Karen fell silent. The information flow in his brain was in disarray—on one side was the dogma he had upheld his whole life, and on the other was the golden age technology he had dreamed of.

After a long time, he looked up, his tone still stubborn but unable to hide his wavering: "I... I agree to cooperate, but I am not being duped by you, nor do I approve of this desecration."

"I just want to prove that you are wrong. I want to see for myself if this really is the early stage of the golden age and personally recover those sacred technical fragments so they aren't lost."

Fu Haoran smiled.

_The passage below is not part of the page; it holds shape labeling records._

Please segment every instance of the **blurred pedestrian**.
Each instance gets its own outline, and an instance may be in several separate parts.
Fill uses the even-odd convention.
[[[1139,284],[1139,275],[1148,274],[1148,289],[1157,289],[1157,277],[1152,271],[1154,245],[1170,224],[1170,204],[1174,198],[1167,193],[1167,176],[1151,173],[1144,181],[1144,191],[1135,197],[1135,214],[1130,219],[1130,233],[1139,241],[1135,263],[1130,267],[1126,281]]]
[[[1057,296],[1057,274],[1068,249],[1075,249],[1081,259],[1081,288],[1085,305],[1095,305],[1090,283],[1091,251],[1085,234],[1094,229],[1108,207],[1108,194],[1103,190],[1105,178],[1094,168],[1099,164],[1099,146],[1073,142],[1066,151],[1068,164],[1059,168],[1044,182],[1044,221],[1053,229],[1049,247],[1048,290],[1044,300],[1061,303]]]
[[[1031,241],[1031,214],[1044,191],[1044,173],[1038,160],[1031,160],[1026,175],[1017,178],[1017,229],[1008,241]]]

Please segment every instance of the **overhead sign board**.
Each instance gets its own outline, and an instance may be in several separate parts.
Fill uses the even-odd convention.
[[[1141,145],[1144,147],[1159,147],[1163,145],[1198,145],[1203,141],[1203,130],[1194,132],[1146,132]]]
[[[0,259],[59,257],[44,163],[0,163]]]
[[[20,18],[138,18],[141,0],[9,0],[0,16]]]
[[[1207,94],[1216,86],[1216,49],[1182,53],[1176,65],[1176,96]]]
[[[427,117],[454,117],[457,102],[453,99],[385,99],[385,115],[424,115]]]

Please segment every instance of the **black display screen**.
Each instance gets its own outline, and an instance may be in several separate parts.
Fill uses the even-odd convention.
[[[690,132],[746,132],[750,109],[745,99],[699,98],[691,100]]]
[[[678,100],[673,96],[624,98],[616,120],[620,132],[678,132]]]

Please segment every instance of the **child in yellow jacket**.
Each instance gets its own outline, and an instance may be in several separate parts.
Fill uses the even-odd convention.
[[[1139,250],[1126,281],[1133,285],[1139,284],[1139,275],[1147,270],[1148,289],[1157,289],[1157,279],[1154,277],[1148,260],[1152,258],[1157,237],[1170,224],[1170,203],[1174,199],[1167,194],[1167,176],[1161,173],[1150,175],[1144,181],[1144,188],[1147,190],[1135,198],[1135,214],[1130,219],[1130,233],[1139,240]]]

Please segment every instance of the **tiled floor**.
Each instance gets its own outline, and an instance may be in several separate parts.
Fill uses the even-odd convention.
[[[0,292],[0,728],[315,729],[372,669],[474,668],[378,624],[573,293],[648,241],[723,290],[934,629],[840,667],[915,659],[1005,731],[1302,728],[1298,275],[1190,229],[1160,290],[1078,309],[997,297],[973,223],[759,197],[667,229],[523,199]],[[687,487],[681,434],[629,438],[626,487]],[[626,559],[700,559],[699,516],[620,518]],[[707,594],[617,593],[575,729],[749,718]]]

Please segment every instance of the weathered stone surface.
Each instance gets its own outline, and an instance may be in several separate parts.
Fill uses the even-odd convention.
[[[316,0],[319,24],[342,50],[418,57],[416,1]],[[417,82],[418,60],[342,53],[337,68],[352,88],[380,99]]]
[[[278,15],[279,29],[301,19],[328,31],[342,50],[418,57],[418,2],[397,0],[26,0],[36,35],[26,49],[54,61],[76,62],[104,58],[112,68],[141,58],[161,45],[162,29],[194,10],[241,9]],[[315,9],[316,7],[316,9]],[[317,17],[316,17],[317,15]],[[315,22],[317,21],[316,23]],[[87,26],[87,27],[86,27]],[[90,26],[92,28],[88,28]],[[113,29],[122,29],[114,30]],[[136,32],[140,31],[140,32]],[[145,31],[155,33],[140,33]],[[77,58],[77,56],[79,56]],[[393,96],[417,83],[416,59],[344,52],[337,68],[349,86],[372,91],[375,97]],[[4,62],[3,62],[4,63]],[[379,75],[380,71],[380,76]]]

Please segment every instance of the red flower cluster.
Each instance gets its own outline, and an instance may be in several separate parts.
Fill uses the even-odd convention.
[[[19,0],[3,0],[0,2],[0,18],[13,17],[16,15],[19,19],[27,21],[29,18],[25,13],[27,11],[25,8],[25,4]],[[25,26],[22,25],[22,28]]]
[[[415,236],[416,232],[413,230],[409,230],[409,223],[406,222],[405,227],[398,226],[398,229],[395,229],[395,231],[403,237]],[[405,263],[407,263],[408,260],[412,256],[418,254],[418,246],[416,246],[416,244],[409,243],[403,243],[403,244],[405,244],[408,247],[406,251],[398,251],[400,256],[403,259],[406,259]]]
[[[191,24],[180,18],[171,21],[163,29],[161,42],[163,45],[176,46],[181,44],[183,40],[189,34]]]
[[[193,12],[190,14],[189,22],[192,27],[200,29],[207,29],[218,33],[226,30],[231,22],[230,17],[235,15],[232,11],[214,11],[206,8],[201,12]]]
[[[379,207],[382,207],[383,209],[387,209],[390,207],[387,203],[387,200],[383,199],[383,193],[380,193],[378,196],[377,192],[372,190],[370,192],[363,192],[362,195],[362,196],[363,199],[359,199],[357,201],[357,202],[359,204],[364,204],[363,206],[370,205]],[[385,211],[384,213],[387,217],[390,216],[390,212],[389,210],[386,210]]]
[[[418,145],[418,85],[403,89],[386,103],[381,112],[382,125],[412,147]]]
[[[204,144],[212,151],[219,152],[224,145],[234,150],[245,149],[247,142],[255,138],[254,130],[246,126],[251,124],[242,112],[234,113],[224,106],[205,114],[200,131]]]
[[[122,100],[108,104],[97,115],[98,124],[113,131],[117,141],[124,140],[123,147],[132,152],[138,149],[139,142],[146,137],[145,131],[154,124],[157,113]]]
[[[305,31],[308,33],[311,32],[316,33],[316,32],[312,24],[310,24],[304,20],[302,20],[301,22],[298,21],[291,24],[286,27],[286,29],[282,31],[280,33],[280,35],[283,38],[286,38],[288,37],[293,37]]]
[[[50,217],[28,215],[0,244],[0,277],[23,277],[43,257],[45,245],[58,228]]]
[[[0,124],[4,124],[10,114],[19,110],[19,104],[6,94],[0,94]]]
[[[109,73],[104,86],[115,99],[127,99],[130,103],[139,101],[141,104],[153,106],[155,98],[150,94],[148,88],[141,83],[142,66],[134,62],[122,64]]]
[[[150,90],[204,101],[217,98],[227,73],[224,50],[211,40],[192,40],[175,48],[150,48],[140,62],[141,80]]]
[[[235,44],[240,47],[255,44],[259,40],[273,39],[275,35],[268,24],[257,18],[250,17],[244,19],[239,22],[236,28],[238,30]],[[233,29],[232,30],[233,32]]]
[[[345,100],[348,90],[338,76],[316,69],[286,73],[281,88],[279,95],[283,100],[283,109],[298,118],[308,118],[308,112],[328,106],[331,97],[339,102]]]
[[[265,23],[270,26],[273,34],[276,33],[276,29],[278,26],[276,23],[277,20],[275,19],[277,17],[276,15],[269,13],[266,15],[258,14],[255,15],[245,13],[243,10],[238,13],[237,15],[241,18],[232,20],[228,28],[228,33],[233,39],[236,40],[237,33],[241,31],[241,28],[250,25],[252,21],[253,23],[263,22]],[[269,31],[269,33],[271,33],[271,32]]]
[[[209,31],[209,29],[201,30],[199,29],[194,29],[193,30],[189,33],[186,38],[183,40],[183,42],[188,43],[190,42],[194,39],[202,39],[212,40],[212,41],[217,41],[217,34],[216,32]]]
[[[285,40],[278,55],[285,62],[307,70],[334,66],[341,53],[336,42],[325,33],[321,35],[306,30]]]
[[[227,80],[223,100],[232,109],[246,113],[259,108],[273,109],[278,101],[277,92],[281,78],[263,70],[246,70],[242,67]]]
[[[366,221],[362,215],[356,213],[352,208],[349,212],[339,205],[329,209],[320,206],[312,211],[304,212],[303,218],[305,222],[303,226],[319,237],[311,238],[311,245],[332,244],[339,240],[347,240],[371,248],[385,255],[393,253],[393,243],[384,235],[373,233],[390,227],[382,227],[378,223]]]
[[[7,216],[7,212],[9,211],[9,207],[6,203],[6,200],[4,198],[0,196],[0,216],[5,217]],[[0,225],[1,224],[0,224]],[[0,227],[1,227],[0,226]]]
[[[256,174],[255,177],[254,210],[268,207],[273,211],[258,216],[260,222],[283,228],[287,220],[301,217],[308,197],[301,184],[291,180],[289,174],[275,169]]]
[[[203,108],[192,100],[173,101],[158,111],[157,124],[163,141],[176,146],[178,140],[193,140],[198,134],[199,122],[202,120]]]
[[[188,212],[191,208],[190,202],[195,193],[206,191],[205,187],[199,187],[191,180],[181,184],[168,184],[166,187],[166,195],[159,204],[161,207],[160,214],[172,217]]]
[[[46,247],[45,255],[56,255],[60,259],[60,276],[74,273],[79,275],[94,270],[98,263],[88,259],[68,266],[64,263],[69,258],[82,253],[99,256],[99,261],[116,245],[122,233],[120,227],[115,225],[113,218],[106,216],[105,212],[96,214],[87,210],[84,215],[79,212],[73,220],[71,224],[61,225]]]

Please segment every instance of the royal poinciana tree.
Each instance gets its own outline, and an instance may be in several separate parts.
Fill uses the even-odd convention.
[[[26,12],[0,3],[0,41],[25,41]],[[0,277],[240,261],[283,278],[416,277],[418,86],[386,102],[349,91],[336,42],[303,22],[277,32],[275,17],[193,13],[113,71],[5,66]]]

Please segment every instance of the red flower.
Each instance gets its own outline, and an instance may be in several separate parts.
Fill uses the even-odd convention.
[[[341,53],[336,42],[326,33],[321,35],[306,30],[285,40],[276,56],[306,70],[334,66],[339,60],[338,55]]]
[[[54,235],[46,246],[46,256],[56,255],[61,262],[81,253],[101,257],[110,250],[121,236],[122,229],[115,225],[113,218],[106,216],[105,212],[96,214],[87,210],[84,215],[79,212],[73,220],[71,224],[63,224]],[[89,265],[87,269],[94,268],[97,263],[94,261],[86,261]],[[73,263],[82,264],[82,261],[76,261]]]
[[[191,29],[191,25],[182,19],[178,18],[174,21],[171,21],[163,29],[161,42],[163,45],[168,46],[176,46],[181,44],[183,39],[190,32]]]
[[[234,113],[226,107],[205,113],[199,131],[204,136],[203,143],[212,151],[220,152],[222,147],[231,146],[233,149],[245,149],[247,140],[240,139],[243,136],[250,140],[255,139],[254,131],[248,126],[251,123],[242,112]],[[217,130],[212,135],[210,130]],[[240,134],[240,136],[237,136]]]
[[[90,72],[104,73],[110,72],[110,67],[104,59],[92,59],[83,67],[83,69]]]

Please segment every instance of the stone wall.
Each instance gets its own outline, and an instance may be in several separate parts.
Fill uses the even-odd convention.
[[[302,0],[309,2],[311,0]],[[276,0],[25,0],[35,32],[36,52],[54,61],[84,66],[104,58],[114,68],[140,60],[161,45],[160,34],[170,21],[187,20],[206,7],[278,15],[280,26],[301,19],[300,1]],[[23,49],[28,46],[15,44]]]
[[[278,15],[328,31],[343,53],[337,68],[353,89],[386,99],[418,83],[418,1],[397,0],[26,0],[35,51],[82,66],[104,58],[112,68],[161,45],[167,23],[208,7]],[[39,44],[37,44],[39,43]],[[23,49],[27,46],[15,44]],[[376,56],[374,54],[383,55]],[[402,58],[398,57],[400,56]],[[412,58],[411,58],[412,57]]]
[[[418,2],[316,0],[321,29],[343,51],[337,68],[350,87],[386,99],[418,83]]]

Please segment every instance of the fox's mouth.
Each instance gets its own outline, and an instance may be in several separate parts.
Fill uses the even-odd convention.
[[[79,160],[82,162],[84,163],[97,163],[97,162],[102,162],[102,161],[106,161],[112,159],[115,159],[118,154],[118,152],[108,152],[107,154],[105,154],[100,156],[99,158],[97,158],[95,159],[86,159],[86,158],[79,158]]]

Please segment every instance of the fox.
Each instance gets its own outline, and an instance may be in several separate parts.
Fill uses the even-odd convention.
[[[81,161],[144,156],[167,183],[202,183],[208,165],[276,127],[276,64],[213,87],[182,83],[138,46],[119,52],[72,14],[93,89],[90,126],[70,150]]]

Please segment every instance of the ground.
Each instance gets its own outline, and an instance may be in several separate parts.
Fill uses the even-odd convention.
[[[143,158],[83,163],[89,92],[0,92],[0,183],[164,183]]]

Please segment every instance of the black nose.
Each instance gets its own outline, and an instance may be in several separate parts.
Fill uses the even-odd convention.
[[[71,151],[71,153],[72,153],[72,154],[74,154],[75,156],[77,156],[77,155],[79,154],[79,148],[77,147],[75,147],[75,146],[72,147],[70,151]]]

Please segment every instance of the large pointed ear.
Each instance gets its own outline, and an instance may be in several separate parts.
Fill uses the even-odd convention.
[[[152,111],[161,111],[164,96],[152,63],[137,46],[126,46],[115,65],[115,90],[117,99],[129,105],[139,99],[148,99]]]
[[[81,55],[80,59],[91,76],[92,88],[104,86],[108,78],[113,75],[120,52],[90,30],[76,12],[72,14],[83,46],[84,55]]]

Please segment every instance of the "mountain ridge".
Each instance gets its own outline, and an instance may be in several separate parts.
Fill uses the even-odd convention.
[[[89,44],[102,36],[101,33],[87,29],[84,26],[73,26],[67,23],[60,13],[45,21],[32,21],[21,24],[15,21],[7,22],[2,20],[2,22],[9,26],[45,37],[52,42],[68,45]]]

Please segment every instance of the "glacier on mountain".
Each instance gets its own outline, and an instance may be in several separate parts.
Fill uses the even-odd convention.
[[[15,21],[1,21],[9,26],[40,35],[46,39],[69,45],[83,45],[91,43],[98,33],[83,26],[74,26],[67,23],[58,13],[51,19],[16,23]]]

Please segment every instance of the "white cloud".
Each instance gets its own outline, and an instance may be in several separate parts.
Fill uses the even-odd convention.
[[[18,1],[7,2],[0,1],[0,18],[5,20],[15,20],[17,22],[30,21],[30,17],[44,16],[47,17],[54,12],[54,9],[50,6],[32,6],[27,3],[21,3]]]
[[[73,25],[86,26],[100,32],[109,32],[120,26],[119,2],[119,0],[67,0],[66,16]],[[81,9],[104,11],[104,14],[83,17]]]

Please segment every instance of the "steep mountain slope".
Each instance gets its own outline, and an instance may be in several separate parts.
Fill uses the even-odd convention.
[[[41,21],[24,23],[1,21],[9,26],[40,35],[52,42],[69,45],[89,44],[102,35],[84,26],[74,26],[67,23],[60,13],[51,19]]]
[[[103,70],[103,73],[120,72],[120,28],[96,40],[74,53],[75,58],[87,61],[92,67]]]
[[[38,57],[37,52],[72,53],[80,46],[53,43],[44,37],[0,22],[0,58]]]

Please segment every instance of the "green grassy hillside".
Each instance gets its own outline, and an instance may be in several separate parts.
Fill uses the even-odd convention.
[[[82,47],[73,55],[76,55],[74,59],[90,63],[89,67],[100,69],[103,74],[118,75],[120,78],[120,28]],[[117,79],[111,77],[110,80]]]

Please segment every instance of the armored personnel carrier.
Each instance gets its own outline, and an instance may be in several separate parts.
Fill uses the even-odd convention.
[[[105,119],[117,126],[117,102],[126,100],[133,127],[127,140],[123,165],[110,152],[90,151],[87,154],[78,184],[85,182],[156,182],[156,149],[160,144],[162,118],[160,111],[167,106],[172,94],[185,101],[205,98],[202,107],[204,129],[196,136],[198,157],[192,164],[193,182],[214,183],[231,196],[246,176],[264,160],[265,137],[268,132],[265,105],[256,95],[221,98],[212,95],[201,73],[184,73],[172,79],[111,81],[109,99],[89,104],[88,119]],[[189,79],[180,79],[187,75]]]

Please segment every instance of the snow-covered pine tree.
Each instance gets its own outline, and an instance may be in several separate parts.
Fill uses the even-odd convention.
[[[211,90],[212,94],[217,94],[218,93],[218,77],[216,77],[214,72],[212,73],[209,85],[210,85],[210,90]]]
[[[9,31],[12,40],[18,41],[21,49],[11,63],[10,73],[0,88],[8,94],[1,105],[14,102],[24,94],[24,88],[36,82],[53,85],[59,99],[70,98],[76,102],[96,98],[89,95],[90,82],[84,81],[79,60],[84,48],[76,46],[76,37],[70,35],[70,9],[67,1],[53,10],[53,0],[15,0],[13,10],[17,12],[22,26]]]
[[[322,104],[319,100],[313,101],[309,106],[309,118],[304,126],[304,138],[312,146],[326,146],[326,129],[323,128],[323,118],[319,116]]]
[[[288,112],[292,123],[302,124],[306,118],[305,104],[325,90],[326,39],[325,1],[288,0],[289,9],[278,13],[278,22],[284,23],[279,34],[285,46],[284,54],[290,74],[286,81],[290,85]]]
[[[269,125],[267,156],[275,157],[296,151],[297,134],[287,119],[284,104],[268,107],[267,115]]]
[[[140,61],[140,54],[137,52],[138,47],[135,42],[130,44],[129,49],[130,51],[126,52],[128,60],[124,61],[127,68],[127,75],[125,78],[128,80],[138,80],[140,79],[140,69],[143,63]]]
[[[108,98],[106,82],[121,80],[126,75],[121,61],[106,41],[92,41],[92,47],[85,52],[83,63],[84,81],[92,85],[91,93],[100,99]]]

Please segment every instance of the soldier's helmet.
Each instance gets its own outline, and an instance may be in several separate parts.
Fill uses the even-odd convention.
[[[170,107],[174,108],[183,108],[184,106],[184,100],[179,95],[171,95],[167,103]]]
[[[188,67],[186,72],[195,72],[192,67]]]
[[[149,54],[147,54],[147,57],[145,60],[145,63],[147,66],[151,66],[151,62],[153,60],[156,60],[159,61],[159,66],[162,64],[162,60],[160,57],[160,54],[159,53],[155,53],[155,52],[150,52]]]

He knew that while Karen was talking tough, his heart had already wavered.

As long as he could get him to cooperate in setting up the production line, the goal was achieved.

As for Karen's behavior—following steps, sticking to standard procedures, and not tolerating even the slightest parameter error—in Fu Haoran's eyes, these weren't weaknesses, but strengths!

He didn't need an innovative Tech-Priest; he just needed a technician who could perfectly replicate the technology he brought.

Little did Fu Haoran know, once the fire that had been suppressed in Karen's heart for two hundred years was lit, it would burn more fiercely than anyone else's.

A repressed Tech-Priest is a terrifying thing.

Especially one who has been holding it in for centuries.